Customization may be limited with third-party software solutions. But customers are, however free to buy and compare competitor products based on their features and functionality to select the one that best matches their requirements. Companies can usually test the software without risk using demos, tests, and proofs of concept.
Knowledge and experience An organization gets both the technology and the knowledge with third-party applications. Many company plans include a dedicated customer support professional who can assist the client in getting the most out of their software.
On the other hand, the technological solution might be provided by the software developed in-house by the company. However, they continue to receive inferior outcomes since they lack the necessary experience in the field unless the product is directly related to their primary business.
Fundamental field of competence Finally, let’s consider whether a company's core competency is aligned with developing a fantastic software solution so that building the tool themselves would be faster, cheaper, or more effective. If the answer is yes, the organization will have a significant edge if it develops the software it requires. However, if not sure, delegating the business function that the software will solve to a third party can save time and money in the long run. Buying or developing isn't a sign of weakness or defeat; it's a matter of allocating resources. Once a business has decided to conserve its limited resources - time, money, and, most importantly, talent -, they can be invested in the areas of your application that will pay off the most: the key functions.

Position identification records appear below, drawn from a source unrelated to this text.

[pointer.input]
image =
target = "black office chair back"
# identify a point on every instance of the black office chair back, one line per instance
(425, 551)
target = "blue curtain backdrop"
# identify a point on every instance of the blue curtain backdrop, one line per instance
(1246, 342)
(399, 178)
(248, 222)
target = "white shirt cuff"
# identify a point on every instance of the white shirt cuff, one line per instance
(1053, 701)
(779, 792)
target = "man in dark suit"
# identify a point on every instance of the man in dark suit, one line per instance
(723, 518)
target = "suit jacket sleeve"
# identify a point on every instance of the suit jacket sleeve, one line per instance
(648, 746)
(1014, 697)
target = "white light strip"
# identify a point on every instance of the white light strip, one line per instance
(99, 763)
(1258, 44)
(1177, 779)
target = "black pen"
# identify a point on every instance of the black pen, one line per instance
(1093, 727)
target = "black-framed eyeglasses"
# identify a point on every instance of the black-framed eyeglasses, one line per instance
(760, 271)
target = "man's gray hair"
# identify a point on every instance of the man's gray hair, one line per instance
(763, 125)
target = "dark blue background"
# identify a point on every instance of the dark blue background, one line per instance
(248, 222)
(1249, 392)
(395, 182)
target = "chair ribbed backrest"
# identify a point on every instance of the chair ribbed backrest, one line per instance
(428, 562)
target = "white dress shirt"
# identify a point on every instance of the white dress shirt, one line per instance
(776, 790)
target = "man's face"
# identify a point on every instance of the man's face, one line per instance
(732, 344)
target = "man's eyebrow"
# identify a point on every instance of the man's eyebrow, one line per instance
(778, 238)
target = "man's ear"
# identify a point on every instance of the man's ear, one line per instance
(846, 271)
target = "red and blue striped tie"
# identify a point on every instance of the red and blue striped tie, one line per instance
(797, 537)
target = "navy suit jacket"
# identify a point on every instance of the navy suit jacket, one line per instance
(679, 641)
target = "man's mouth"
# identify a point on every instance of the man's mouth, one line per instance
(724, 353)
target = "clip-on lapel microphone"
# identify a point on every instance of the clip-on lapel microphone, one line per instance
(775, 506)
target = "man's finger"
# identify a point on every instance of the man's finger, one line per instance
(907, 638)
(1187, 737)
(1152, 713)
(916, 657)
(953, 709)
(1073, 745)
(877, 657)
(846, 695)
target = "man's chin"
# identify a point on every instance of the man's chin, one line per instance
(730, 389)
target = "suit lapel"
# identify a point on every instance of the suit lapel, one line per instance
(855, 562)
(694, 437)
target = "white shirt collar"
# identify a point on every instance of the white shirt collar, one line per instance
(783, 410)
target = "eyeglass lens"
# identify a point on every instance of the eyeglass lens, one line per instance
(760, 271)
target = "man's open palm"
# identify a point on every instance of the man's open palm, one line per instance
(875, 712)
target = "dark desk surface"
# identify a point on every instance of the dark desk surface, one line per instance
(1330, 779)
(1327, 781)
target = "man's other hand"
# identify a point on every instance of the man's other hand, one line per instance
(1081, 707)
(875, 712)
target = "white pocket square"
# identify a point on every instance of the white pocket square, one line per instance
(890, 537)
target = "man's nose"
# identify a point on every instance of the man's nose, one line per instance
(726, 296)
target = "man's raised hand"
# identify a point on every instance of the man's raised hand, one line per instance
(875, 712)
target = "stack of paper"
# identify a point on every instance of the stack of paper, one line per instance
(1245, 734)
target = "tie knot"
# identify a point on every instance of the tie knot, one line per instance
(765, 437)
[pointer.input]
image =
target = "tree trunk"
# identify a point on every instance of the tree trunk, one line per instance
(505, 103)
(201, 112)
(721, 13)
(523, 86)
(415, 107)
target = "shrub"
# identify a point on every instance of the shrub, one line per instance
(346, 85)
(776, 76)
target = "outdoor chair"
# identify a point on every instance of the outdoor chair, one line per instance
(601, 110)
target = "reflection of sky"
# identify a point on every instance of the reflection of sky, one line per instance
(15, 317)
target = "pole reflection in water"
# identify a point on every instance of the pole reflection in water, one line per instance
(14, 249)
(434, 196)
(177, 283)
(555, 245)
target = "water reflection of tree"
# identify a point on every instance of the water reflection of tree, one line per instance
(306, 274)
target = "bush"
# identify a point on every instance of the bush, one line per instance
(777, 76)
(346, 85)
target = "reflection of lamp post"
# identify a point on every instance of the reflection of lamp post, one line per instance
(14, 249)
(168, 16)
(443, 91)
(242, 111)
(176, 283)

Conclusion Building a custom platform can be a wise investment, but only if a company has the time and money to develop. They must also have a strategy in place to secure their connectivity to external apps and user interfaces that are accessible and intuitive for everyday use.
When time is of the essence, and leading digital transformation is a top concern, investing in a comprehensive platform can reduce costs and improve performance more than any other on-premises option. It also assures a specific solution that can be refined over time by a dedicated partner who supports your IT team to do their best rather than diverting them from vital business duties.